Oggi 27 marzo 2023 è La Giornata Mondiale del Teatro quest’anno è giunta alla 61° edizione e per l’occasione il messaggio è stato scritto dall’attrice egiziana Samiha Ayoub.

La Giornata Mondiale del Teatro è stata istituita dall’International Theatre Institute e da esperti dell’UNESCO per la prima volta il 27 Marzo 1962.

Da quel giorno, ogni anno, in tutto il mondo viene celebrata la Giornata Mondiale del Teatro e per l’occasione viene richiesto ad una personalità del teatro, della musica e della cultura in genere di scrivere un messaggio.

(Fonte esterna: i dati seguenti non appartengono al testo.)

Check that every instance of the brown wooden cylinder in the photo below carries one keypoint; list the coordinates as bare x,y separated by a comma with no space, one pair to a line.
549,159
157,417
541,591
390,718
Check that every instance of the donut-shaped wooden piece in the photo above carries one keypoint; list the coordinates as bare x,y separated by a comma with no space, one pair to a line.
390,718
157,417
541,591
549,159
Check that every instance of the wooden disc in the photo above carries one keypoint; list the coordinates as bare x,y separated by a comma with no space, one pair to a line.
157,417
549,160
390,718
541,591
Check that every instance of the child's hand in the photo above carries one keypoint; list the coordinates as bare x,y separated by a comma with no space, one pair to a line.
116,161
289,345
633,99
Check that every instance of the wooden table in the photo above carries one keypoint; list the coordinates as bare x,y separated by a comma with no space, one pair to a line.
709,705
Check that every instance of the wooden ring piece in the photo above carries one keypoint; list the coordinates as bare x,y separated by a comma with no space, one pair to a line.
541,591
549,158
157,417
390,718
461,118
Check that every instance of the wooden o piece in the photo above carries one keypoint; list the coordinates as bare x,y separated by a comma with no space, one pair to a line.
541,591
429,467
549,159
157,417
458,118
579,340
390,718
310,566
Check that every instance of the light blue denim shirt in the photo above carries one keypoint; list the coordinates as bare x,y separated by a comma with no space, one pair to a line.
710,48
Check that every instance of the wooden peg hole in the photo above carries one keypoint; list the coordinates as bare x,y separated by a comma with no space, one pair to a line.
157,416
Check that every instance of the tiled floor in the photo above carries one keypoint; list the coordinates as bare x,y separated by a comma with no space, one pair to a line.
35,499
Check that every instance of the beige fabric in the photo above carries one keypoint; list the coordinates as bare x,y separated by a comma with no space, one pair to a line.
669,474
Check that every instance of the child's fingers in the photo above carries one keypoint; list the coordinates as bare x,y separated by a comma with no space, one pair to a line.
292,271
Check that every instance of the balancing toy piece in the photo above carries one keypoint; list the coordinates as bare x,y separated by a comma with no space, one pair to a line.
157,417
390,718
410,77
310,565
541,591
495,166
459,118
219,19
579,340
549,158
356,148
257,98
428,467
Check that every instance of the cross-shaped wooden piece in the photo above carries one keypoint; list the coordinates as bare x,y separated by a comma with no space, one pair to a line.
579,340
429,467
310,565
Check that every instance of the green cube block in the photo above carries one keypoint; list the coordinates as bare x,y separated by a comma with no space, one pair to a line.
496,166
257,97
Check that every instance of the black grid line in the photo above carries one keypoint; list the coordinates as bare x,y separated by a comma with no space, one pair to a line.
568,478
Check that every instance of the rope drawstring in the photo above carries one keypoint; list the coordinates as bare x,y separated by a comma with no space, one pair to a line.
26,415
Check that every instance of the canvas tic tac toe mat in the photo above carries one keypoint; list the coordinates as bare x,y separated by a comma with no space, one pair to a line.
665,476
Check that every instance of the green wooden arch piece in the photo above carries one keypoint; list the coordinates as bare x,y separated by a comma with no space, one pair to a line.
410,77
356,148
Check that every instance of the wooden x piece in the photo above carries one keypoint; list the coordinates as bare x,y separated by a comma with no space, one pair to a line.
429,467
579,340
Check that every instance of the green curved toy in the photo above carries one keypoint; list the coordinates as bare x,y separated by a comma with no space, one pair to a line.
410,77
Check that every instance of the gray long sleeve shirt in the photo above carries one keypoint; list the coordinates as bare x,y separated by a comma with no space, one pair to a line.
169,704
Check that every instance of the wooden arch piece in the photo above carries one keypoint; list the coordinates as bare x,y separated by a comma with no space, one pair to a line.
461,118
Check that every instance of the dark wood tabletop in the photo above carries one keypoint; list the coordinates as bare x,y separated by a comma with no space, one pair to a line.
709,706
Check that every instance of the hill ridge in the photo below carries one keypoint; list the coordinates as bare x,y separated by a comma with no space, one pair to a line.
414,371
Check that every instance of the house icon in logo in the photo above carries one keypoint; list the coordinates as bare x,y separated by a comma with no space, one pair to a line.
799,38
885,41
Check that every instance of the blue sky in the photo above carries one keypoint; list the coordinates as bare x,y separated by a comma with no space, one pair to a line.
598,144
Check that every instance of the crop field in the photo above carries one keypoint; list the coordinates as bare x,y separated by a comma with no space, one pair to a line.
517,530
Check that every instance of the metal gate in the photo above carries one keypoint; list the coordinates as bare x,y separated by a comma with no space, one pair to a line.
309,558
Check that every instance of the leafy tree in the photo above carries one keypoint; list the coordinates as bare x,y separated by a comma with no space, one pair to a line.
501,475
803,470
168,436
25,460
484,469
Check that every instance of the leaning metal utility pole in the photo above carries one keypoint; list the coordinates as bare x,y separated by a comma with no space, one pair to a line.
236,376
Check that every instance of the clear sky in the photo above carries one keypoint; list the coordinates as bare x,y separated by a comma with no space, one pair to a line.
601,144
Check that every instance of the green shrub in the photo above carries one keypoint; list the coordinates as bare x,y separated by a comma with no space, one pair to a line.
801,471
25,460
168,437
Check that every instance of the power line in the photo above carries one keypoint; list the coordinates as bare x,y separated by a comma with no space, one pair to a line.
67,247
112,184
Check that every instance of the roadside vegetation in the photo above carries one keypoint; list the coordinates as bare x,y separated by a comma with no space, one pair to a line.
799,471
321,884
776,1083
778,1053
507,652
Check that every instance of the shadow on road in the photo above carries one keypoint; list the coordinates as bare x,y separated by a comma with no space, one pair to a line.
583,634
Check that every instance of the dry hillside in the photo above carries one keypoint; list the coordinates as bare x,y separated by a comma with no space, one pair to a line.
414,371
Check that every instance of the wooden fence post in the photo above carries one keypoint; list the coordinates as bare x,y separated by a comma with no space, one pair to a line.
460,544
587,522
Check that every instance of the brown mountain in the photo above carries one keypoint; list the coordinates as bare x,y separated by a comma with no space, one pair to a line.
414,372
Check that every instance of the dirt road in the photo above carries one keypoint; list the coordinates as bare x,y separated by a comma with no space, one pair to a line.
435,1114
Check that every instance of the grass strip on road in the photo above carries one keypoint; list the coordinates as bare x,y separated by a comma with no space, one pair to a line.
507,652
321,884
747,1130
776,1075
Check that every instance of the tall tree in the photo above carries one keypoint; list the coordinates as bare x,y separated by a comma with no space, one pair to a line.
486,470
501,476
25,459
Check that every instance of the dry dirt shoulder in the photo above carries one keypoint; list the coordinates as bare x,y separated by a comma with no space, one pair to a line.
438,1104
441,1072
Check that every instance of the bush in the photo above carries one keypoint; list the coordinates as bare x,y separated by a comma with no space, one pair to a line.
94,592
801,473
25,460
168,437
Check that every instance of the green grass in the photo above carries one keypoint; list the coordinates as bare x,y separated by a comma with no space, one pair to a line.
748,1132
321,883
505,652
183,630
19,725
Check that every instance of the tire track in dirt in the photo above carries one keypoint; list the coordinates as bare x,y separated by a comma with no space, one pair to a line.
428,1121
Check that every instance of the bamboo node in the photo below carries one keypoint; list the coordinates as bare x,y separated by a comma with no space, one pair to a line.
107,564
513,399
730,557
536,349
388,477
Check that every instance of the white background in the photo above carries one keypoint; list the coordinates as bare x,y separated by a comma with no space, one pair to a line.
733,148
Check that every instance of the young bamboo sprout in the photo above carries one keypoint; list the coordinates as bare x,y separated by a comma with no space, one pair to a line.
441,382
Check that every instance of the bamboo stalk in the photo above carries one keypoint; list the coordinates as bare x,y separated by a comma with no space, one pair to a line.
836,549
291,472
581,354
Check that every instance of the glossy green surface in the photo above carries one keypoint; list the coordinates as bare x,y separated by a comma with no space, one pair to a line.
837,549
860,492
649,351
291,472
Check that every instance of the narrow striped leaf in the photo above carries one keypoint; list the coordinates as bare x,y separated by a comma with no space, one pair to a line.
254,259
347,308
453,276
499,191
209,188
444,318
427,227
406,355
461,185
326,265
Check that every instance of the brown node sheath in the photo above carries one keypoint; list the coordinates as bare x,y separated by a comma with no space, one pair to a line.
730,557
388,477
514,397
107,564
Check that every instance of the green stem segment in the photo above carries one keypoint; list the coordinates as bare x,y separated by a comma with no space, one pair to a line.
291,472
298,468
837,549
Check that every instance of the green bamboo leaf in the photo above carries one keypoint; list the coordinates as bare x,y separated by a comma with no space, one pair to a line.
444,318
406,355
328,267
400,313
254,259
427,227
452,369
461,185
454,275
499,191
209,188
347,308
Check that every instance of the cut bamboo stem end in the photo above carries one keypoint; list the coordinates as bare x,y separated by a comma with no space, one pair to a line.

Il messaggio viene letto nei teatri, nelle scuole, nelle biblioteche, nei luoghi di cultura e di aggregazione in tutto il mondo. 

La Giornata Mondiale del Teatro quest’anno è giunta alla 61° edizione e per l’occasione il messaggio è stato scritto dall’attrice egiziana Samiha Ayoub, e richiama in maniera forte e profonda i valori fondativi del teatro rispetto alla comunità globale.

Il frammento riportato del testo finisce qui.